This is an automated email from the ASF dual-hosted git repository.
gangwu pushed a commit to branch main
in repository https://gitbox.apache.org/repos/asf/orc.git
The following commit(s) were added to refs/heads/main by this push:
new fb93ed903 ORC-1460: Update ORC spec to clarify how dictionary entries
are sorted
fb93ed903 is described below
commit fb93ed9038f5345b94cacaeb2cb602ee7221737e
Author: Valentin Lorentz <[email protected]>
AuthorDate: Fri Jul 7 13:03:06 2023 +0800
ORC-1460: Update ORC spec to clarify how dictionary entries are sorted
### What changes were proposed in this pull request?
The spec is updated to clarify that dictionary entries are sorted based on
the UTF-8 encoding, not on any of the Unicode Collation algorithms.
### Why are the changes needed?
Not strictly needed, but I had a moment of doubt when reading the spec, and
had to check the implementation.
### How was this patch tested
This matches the C++ implementation:
https://github.com/apache/orc/blob/294a5e28f7f0420eb1fdc76dffc33608692c1b20/c%2B%2B/src/ColumnWriter.cc#L913-L923
Closes #1561 from progval/spec-sort.
Authored-by: Valentin Lorentz <[email protected]>
Signed-off-by: Gang Wu <[email protected]>
---
site/specification/ORCv0.md | 3 ++-
site/specification/ORCv1.md | 3 ++-
site/specification/ORCv2.md | 3 ++-
3 files changed, 6 insertions(+), 3 deletions(-)
diff --git a/site/specification/ORCv0.md b/site/specification/ORCv0.md
index de3e4b512..f0840f859 100644
--- a/site/specification/ORCv0.md
+++ b/site/specification/ORCv0.md
@@ -626,7 +626,8 @@ the length of each value is written into the LENGTH stream.
In direct
encoding, if the values were ["Nevada", "California"]; the DATA
would be "NevadaCalifornia" and the LENGTH would be [6, 10].
-For dictionary encodings the dictionary is sorted and UTF-8 bytes of
+For dictionary encodings the dictionary is sorted (in lexicographical
+order of bytes in the UTF-8 encodings) and UTF-8 bytes of
each unique value are placed into DICTIONARY_DATA. The length of each
item in the dictionary is put into the LENGTH stream.
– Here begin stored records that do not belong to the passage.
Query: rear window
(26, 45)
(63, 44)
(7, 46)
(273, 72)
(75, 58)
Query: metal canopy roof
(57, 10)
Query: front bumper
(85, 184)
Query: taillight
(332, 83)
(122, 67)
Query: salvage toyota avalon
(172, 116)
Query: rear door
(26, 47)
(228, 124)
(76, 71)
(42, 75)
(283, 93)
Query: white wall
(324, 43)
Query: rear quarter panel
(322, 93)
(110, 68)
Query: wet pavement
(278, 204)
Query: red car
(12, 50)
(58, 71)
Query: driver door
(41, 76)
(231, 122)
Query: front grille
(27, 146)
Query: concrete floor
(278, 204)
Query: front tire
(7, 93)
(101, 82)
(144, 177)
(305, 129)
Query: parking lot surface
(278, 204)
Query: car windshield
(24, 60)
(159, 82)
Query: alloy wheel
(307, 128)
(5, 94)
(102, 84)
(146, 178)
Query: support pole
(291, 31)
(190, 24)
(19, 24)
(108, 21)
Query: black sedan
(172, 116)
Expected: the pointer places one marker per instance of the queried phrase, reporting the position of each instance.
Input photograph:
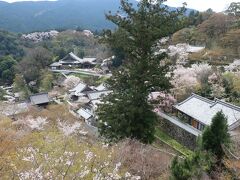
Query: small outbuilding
(41, 99)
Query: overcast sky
(201, 5)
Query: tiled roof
(38, 99)
(98, 94)
(203, 109)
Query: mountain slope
(37, 16)
(45, 15)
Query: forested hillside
(218, 32)
(45, 15)
(62, 14)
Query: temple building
(198, 112)
(71, 60)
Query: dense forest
(150, 51)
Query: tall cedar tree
(216, 135)
(127, 112)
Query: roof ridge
(226, 104)
(202, 98)
(39, 94)
(196, 96)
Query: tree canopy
(127, 112)
(216, 135)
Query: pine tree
(127, 112)
(216, 135)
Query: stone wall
(187, 139)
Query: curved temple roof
(203, 109)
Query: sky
(200, 5)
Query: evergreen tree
(126, 112)
(216, 135)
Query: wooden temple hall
(199, 111)
(72, 60)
The DATA stream
consists of the sequence of references to the dictionary elements.
diff --git a/site/specification/ORCv1.md b/site/specification/ORCv1.md
index cb99f6081..28347642e 100644
--- a/site/specification/ORCv1.md
+++ b/site/specification/ORCv1.md
@@ -1055,7 +1055,8 @@ the length of each value is written into the LENGTH
stream. In direct
encoding, if the values were ["Nevada", "California"]; the DATA
would be "NevadaCalifornia" and the LENGTH would be [6, 10].
-For dictionary encodings the dictionary is sorted and UTF-8 bytes of
+For dictionary encodings the dictionary is sorted (in lexicographical
+order of bytes in the UTF-8 encodings) and UTF-8 bytes of
each unique value are placed into DICTIONARY_DATA. The length of each
item in the dictionary is put into the LENGTH stream. The DATA stream
consists of the sequence of references to the dictionary elements.
diff --git a/site/specification/ORCv2.md b/site/specification/ORCv2.md
index 6d82e9e96..010de73c9 100644
--- a/site/specification/ORCv2.md
+++ b/site/specification/ORCv2.md
@@ -1074,7 +1074,8 @@ the length of each value is written into the LENGTH
stream. In direct
encoding, if the values were ["Nevada", "California"]; the DATA
would be "NevadaCalifornia" and the LENGTH would be [6, 10].
-For dictionary encodings the dictionary is sorted and UTF-8 bytes of
+For dictionary encodings the dictionary is sorted (in lexicographical
+order of bytes in the UTF-8 encodings) and UTF-8 bytes of
each unique value are placed into DICTIONARY_DATA. The length of each
item in the dictionary is put into the LENGTH stream. The DATA stream
consists of the sequence of references to the dictionary elements.